I don't know so I'll take your word for it but wow.
I mean, there's 300,000,000 or so people in America.
Seems like you'd need at least a tenth of a percent (or 30,000 or so people) to get anything like real data.
Now, I have to go back on something I said. Looking at
this page, a sample size of 100 isn't good enough for a true blue study to say something with confidence. You need 500 participants. Because 500 participants grant a margin of error a little below 5%, meaning you are 95% certain the numbers are correct.
If you look at the page, you'll note that 10,000 participants only get you 1% margin of error. The difference between 1% and 5% margin of error really isn't that much. 30K participants is, well, overkill.
WITH THAT SAID, do you have any idea how much that would cost to conduct using 30k participants? Not to mention teh TIME to enter all that data? Not to mention getting that many people to participate in the first place. Let alone the amount of cash you're forking out for the printing of 4 or so pages, at minimum, per participant...

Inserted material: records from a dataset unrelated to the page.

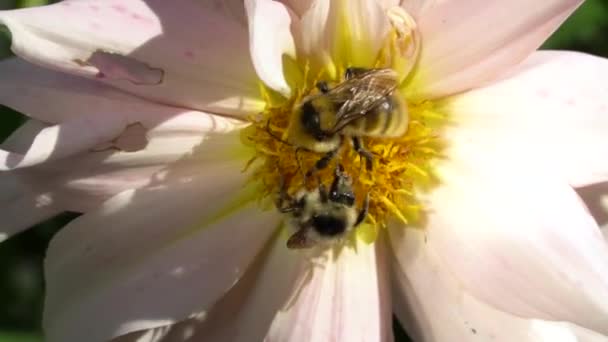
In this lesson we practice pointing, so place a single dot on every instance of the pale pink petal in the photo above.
(246, 312)
(553, 107)
(20, 208)
(323, 38)
(467, 43)
(595, 197)
(89, 115)
(184, 145)
(270, 41)
(153, 256)
(344, 297)
(518, 237)
(298, 6)
(193, 55)
(433, 305)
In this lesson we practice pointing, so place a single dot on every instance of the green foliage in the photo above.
(21, 282)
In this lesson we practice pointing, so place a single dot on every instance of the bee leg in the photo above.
(299, 162)
(284, 197)
(363, 153)
(323, 191)
(340, 191)
(363, 212)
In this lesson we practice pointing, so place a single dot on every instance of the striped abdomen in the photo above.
(389, 119)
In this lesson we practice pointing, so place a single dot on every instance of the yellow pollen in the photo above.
(401, 166)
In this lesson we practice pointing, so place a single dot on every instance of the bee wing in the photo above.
(361, 94)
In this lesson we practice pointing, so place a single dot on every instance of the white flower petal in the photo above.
(434, 305)
(182, 145)
(595, 197)
(193, 55)
(20, 209)
(270, 41)
(345, 297)
(347, 33)
(152, 256)
(518, 238)
(467, 43)
(89, 114)
(246, 312)
(553, 107)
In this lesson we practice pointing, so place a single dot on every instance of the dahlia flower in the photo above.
(148, 117)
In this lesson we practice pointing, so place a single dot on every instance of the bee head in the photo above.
(311, 121)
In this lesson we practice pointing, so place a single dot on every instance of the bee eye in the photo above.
(311, 121)
(327, 225)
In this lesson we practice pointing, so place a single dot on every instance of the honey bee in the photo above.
(364, 104)
(319, 216)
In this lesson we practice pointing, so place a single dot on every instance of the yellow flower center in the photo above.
(401, 167)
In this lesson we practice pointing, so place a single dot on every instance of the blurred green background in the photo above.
(21, 281)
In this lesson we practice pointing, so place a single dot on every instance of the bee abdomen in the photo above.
(389, 119)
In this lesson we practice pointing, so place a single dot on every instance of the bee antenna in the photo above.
(273, 135)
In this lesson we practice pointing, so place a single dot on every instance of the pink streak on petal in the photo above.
(117, 67)
(462, 54)
(147, 31)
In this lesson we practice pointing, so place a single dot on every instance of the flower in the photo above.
(136, 109)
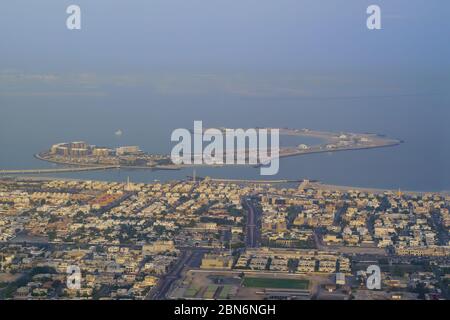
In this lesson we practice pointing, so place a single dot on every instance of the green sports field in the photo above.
(275, 283)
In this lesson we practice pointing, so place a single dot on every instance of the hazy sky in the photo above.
(243, 47)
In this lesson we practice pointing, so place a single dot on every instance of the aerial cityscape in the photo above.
(316, 169)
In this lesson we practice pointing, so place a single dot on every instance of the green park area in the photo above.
(275, 283)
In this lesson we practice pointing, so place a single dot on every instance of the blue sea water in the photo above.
(421, 163)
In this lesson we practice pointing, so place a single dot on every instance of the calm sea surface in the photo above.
(421, 163)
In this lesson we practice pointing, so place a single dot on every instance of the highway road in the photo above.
(252, 232)
(189, 259)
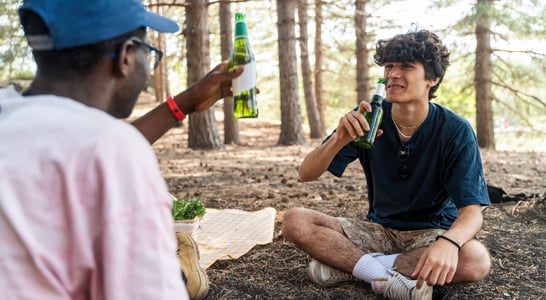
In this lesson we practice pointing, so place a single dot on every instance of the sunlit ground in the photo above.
(520, 139)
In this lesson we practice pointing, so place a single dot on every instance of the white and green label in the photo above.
(247, 80)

The only people who could conduct studies then would be corporate polling companies and governments.
As a rough guestimation, I'd say your typical study is conducted by 1-3 professors who have at most 3 grad students helping them. That's it.
To give you an idea, you might have 500 people sign UP for a study, but you might wind up throwing out 30-40 purely because they didn't fill out the questionaires entirely. You can't use a half-finished questionaire.
Dire Bare said:
And it's only one study. I'm sure the authors would be the first to tell you that more research needs to be done. That's how science works. It's impractical to expect one group of researchers in any field to do an exhaustive study that covers all possible permutations. That's why we have many groups of researchers working on smaller studies that over time add to the general body of scientific knowledge.
Bingo.
Most studies I've looked at in school (or did myself, or helped do), usually the author looks at ONE SPECIFIC LITTLE TINY THING. And often he'll get some interesting results he didn't expect and say, "Yeah, we need more research to look at this funny thing I noticed to get more details about it". Or often, "There's very little research looking at this specific group, or addressing this variable (like gender, race, age, etc). We need more."